Colega de su novio, tan chabacano y pijo como ella,
vuelvo a aquella casa, donde su siempre encantadora madre me acoge con tanto
cariño que acaba forzando, ignorante, una situación incómoda, al
encomendarnos a su hermano y a mí rescatar antes de que se desmadre
demasiado en su despedida de soltera a la nena, cuyo embarazo resulta
tan evidente que sólo ese atavismo de los de su clase (considerar que lo
importante no es la verdad sabida sino la verdad declarada) les lleva a
negarlo de mala gana.
Sin nada que decirnos, nos refugiamos en los tópicos.
Exhibe a su mujer e hijas como un certificado de normalidad que nadie
le ha pedido, sin que nada en su voz o su mirada delate rastro alguno de lo
que una vez ocurrió.
- ¡Necesito una polla! ¡Como una olla! – vocifera bajo
los efectos de algo más que alcohol, mientras se remanga la falda y se
abanica con ella su desnudo coño, a la cruda luz de la farola.
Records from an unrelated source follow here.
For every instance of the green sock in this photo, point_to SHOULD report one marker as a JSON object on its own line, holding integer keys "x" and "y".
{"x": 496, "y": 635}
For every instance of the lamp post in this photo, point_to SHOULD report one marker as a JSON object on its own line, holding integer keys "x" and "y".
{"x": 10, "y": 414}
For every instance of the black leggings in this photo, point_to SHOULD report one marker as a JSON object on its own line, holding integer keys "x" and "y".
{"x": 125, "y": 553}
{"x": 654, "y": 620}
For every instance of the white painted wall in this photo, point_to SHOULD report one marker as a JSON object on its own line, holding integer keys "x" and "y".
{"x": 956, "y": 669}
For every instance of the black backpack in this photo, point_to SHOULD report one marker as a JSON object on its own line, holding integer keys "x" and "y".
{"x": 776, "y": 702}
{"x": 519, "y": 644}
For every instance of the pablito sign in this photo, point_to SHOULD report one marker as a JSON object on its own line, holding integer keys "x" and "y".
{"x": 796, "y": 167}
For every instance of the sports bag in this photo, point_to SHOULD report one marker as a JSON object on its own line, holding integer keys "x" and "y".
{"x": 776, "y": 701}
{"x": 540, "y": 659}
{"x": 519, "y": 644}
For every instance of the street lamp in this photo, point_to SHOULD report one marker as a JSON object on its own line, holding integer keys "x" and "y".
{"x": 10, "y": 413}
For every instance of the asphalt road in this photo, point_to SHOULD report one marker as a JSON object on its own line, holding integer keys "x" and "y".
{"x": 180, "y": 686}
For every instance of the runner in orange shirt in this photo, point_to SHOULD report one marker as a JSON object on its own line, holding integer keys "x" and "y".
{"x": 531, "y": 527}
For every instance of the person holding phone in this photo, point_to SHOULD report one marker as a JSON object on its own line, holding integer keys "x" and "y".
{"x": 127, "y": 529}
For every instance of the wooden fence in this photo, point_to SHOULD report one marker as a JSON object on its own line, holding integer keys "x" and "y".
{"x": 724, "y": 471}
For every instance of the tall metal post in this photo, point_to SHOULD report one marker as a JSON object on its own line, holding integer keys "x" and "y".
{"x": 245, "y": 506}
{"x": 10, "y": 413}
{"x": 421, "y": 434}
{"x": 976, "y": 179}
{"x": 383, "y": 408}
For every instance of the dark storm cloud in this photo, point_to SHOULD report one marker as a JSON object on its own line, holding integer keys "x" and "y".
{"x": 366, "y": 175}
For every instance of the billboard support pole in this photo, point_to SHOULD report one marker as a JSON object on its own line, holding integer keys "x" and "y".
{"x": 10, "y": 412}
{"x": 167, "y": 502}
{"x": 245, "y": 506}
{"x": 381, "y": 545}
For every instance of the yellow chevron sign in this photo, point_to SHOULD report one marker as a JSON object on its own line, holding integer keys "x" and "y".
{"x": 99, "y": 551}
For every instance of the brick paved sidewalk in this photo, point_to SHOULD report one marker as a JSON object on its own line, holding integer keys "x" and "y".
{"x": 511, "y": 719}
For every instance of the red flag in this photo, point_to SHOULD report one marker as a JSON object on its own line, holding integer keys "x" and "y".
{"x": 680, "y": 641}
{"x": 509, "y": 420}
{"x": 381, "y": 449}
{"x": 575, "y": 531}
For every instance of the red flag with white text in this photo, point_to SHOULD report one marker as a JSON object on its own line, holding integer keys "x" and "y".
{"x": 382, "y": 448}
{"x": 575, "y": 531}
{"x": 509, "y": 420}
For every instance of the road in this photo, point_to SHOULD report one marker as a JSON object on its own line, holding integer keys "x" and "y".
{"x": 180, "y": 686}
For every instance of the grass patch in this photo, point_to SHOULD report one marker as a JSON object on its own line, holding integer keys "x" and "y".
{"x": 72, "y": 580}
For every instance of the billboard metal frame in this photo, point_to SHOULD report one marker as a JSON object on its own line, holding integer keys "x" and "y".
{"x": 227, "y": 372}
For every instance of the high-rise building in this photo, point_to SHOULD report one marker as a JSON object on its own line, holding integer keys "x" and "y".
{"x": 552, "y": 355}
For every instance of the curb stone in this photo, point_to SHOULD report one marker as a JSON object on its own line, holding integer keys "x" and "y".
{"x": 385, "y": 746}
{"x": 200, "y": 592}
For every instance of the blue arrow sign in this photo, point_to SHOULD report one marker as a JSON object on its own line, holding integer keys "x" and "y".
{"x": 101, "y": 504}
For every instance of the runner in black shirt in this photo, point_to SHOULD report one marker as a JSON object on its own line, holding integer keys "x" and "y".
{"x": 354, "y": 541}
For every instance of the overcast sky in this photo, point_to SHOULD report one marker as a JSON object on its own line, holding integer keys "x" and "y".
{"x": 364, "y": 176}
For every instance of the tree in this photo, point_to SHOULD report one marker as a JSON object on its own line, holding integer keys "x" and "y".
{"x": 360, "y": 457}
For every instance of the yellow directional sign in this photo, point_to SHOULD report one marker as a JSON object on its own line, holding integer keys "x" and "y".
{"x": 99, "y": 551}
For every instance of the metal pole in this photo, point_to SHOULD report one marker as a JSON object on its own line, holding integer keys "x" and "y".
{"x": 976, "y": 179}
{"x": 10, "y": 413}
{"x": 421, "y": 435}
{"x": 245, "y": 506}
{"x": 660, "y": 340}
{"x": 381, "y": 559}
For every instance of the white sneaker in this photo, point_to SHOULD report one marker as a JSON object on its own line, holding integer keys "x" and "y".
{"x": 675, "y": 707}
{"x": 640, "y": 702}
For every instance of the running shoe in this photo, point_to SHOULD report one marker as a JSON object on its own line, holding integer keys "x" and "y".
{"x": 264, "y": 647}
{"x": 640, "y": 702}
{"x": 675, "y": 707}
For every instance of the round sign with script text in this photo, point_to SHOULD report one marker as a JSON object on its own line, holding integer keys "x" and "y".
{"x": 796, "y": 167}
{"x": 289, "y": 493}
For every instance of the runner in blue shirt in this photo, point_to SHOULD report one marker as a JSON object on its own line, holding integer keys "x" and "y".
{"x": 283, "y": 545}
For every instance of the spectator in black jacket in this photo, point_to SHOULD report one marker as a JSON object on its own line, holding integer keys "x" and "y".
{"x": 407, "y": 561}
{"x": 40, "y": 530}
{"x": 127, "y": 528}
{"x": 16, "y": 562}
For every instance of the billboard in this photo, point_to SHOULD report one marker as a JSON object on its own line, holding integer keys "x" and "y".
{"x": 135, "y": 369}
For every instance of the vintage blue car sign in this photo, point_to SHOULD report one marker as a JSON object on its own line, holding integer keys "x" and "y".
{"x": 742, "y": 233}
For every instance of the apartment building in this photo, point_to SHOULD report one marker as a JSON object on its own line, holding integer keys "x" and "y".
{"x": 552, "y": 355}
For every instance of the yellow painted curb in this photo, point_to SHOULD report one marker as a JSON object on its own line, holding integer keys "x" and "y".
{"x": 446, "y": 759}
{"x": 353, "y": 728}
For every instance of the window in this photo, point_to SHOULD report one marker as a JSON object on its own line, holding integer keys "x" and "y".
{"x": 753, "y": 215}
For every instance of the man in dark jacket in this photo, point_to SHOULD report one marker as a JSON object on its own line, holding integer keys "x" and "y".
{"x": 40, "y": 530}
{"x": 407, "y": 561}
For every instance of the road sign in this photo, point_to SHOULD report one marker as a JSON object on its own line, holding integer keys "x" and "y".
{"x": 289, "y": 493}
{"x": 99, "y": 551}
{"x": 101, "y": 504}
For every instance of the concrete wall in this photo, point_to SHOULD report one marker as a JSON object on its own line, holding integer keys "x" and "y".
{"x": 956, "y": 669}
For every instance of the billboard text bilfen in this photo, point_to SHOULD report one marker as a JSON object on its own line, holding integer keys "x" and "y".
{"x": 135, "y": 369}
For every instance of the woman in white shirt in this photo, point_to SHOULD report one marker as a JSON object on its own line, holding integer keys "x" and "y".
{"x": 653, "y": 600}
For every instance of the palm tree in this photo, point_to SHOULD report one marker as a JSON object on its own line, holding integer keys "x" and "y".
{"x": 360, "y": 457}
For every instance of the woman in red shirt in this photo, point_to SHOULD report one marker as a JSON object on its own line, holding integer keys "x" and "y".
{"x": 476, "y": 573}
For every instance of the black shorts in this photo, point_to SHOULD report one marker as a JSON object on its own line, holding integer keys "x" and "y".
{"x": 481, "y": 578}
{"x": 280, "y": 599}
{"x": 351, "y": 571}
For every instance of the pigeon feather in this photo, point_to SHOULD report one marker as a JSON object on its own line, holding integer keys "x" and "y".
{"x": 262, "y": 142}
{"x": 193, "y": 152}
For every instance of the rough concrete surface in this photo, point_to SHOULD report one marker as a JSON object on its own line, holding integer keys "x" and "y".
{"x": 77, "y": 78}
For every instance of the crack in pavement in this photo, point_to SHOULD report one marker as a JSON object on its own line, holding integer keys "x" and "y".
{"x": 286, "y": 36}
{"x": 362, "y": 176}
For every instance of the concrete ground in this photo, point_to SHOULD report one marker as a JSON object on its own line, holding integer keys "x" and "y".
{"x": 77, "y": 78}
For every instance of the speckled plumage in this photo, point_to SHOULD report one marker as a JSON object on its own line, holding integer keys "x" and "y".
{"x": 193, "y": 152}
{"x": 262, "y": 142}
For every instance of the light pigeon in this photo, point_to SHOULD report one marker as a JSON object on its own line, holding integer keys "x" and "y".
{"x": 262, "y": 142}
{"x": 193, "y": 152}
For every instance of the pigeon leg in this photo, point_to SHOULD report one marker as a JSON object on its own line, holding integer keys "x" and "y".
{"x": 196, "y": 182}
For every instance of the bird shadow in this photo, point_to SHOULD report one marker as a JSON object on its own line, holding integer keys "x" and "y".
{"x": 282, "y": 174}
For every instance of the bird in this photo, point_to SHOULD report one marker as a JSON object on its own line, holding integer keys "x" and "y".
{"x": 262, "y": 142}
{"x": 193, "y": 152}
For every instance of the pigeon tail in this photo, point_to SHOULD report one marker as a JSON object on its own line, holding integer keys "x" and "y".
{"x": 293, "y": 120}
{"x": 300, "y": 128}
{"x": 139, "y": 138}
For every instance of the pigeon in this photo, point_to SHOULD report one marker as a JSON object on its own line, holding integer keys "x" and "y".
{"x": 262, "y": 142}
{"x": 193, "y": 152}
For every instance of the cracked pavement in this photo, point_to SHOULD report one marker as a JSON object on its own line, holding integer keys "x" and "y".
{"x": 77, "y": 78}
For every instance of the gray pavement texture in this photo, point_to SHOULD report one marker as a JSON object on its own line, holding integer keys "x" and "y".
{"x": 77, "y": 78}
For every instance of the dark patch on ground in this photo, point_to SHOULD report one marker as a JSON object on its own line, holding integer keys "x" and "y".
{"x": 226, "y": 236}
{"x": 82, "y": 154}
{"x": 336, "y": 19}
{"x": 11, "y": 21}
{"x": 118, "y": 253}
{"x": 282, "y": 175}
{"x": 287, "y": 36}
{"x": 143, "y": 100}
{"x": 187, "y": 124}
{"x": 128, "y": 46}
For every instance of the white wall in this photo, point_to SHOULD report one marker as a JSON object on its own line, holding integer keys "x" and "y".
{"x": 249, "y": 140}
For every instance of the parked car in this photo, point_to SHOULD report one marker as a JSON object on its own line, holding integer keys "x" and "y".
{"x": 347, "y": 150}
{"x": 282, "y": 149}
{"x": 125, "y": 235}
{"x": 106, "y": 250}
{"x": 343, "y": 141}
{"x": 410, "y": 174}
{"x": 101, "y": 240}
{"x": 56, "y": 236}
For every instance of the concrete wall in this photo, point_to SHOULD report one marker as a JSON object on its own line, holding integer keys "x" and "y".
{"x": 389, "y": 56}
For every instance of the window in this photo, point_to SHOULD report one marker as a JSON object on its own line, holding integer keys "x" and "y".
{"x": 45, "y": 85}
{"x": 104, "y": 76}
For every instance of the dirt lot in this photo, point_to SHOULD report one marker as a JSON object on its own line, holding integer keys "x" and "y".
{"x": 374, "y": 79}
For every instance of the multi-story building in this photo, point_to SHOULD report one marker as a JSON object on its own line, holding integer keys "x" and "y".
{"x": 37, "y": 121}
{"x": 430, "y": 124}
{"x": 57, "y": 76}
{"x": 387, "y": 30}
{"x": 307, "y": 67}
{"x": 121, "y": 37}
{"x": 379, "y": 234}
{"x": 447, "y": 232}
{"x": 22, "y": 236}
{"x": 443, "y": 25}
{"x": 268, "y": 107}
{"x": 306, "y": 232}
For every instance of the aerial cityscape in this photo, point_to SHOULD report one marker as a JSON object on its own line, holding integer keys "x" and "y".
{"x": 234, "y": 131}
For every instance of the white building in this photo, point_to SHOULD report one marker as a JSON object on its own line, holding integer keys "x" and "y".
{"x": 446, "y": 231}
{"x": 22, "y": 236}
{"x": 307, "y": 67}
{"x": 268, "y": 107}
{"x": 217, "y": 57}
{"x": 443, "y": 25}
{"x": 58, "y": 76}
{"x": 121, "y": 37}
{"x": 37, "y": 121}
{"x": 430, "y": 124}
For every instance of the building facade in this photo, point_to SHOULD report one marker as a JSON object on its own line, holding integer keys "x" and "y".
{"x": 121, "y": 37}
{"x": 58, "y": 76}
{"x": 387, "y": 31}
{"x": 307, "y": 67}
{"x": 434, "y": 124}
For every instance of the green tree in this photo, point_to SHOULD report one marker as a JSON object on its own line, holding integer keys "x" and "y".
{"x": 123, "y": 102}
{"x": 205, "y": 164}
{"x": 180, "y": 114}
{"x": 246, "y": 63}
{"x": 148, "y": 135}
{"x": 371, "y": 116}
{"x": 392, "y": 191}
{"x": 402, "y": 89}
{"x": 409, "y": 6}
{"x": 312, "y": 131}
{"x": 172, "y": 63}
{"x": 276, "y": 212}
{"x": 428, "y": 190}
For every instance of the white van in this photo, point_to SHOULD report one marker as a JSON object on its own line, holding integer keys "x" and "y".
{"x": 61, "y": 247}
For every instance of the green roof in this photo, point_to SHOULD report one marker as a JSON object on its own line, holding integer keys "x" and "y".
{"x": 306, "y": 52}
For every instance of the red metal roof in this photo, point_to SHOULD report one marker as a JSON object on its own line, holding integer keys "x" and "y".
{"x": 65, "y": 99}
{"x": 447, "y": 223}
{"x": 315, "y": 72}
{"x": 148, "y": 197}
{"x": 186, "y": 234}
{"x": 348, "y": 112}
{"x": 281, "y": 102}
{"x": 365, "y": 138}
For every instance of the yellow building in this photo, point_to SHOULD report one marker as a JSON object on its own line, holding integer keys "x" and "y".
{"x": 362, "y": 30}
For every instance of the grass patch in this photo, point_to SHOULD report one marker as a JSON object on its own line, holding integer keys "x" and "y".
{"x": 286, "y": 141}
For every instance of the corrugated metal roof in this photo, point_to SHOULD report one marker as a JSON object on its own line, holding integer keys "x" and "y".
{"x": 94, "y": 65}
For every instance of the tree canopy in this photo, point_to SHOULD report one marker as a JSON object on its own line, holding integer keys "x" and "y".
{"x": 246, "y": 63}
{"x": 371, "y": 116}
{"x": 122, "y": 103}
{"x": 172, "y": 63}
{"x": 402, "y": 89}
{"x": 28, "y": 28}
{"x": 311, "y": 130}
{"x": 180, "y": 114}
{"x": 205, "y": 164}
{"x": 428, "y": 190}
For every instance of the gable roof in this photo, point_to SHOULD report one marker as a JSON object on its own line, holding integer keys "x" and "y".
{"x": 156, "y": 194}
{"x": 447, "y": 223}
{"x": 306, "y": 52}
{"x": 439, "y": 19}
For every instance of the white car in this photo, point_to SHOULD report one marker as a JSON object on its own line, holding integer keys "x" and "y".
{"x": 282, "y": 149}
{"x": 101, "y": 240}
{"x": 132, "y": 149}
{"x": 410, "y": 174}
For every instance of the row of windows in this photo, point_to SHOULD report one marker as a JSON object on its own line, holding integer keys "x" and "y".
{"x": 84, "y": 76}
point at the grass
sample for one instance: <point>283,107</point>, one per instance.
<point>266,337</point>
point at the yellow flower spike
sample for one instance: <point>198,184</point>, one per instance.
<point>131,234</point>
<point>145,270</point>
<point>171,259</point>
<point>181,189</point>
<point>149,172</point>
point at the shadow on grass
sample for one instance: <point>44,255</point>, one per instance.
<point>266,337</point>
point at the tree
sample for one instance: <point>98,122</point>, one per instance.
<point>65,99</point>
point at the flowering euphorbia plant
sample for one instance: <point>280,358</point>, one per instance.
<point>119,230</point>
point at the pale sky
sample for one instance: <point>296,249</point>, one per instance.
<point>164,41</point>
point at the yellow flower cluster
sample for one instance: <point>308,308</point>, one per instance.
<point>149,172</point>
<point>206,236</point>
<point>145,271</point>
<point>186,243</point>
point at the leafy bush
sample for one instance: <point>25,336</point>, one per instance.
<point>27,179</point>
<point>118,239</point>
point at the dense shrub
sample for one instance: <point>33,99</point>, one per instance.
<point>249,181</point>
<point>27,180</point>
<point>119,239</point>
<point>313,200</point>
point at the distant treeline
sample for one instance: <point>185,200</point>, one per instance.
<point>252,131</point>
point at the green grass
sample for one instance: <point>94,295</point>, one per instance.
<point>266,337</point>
Leo el mismo desprecio en sus ojos mientras nos giramos
para no verla. Me viene a la mente el travesti al que ella morreó
fugazmente antes de sacarla del antro y las habladurías sobre sus camas
redondas.
Y así, de las brumas del pasado surge el recuerdo. La
zafiedad de la nena, la absurda situación entre nosotros, el hastío
de la madrugada, todo se conjura para que le espete sin pensar, mientras
señalo a su hermana con un gesto de cabeza:
- ¿Te acuerdas del chiste del burócrata?
Su rostro pasa de la extrañeza a la sorpresa, luego al
estupor y finalmente a la ira. Su cuerpo se tensa. He sacado el tema
prohibido y le he recordado su fantasía adolescente, involucrando en ella a
su hermana embarazada… Hasta a mí me parece que he vulnerado demasiados
tabúes.
Pero un instante antes de explotar, su mirada fulminante
se desvía hacia mi derecha, detrás de mí, donde su hermana está ahora meando
en cuclillas frente a él. Sus ojos se nublan un instante y en su boca se
dibuja aquella adorable sonrisa traviesa de antaño…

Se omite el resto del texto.